The AIC said that the Packaged Retail and Insurance-based Investment Product (Priips) disclosure regime needs changing, especially when it comes to providing clients with Kids.

This is because the association believes the documents “overstate potential performance and understate risks which can mislead consumers about the returns that they could receive”.

But after a review of the regulation was commissioned in July 2020, the AIC argued that meaningful change needs to happen soon.

The trade body said that “tinkering around the edges” will not solve “fundamental flaws” and that Kids should be suspended and a “meaningful review announced” during chancellor Rishi Sunak’s budget at the end of October 2021.

‘Enough is enough’

Richard Stone, chief executive of the AIC, said: “We understand that the past 12 months have been very challenging for the government and regulators but it’s time to make meaningful changes to Kids.

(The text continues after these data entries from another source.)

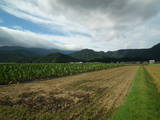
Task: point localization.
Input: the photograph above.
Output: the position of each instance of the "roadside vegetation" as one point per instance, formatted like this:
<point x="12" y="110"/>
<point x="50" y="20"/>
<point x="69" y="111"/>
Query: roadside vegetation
<point x="13" y="73"/>
<point x="142" y="102"/>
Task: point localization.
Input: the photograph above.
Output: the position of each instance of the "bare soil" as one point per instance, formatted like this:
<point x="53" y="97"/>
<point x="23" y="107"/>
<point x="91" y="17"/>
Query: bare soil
<point x="93" y="95"/>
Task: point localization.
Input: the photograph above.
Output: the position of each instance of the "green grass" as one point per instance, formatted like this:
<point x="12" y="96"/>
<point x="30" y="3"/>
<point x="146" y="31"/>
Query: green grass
<point x="143" y="102"/>
<point x="14" y="73"/>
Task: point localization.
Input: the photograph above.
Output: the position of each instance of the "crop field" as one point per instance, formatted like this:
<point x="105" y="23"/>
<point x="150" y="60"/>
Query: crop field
<point x="13" y="73"/>
<point x="142" y="102"/>
<point x="129" y="92"/>
<point x="88" y="96"/>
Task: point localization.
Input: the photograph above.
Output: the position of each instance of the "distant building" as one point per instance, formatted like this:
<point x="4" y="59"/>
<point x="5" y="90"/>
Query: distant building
<point x="151" y="61"/>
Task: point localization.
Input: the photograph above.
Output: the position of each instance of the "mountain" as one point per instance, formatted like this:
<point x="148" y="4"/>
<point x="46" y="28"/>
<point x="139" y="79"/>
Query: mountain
<point x="56" y="58"/>
<point x="22" y="54"/>
<point x="38" y="51"/>
<point x="16" y="56"/>
<point x="119" y="55"/>
<point x="88" y="55"/>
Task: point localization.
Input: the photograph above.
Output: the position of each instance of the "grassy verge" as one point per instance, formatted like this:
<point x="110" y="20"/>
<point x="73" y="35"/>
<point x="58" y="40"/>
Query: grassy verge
<point x="143" y="100"/>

“Enough is enough. The treasury committed to a wholesale review of the regulation in July 2020, and we are still waiting for progress. Given the problems with Kids, which have been widely recognised ever since their launch four years ago, it’s clear the FCA’s proposals don’t go far enough.

“Swapping performance scenarios for narratives and allowing Kid producers to manually upgrade their risk ratings won’t address the fundamental flaws with these documents.

“The FCA acknowledges the harm Kids pose to consumers. Rather than tinkering around the edges, the Treasury should conduct a full-scale review of the Priips regulation. Until that happens, Kids should be suspended.

“Far from helping people make better informed decisions, these documents are misleading investors and distorting the market, with Ucits funds still producing an entirely different disclosure that is not comparable. We call on the chancellor to announce a more meaningful review alongside the autumn budget.”